Friday, February 01, 2008

Very Wild Meats.

February 1

When Charles Darwin was in deepest darkest South America, he was eating supper one night and was suddenly ‘struck with horror at thinking I was eating one of the favourite dishes of the country, namely a half formed calf, long before its proper time of birth.’ He was somewhat relieved to find that his supper was in fact another local delicacy – puma. Funny, how puma was acceptable to him but unborn veal was not. As Dr Samuel Johnson said ‘It is not easy to fix the principles upon which mankind have agreed to eat some animals and reject others; and as the principle is not evident, it is not uniform.’

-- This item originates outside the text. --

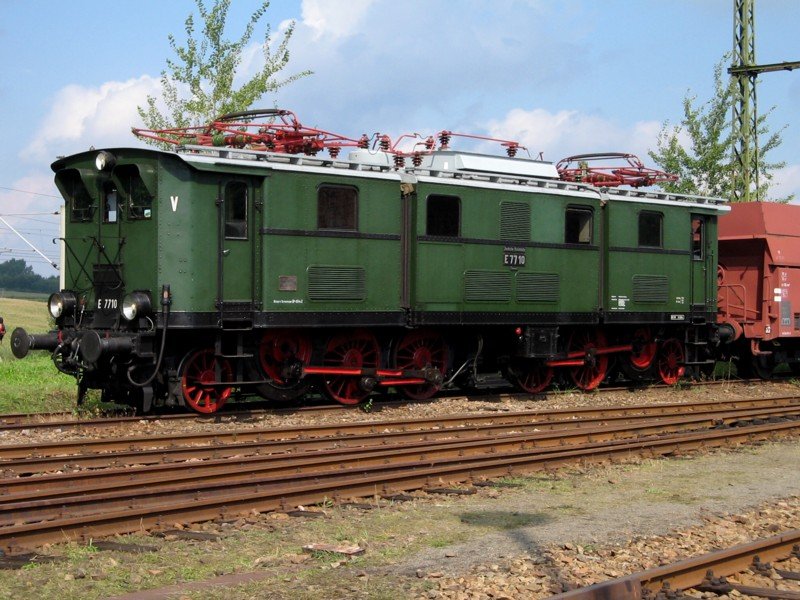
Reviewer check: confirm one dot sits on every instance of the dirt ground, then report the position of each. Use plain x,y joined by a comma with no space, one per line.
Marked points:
521,538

A butcher-man called Thomas Farrington De Voe wrote a wonderfully detailed and fascinating account of the public markets of the city of New York in 1867, and it is one of the treasures of the Feeding America site (look for The Market Assistant). Mr. de Voe noted that the advance of agriculture had played its part in the extermination of many of the wilder species of game, and that in earlier times, when ‘anything unusual’ appeared, it was generally noticed in the press. He gives as an example an advertisement that had appeared several decades before, in the Commercial Advertiser, on February 1, 1823:

"WILD MEATS. Our markets are not only well supplied with every variety of domestic meat and fowls, but there is a great variety of wild meats and wild game. Mr. Sykes (who kept the New York Coffee-house) has a fine bear (weighing two hundred pounds), which he is soon to serve up to his friends; and we yesterday saw, at Fulton-market, two wagons, from Sullivan County, N.Y., the one filled with white hares and partridges, and the other with venison. On the top of the bucks, which were stowed closely, stood a fierce-looking panther, almost eight feet long, as if to guard the buck-tailed tribe. The panther was killed in Sullivan County, about two weeks since."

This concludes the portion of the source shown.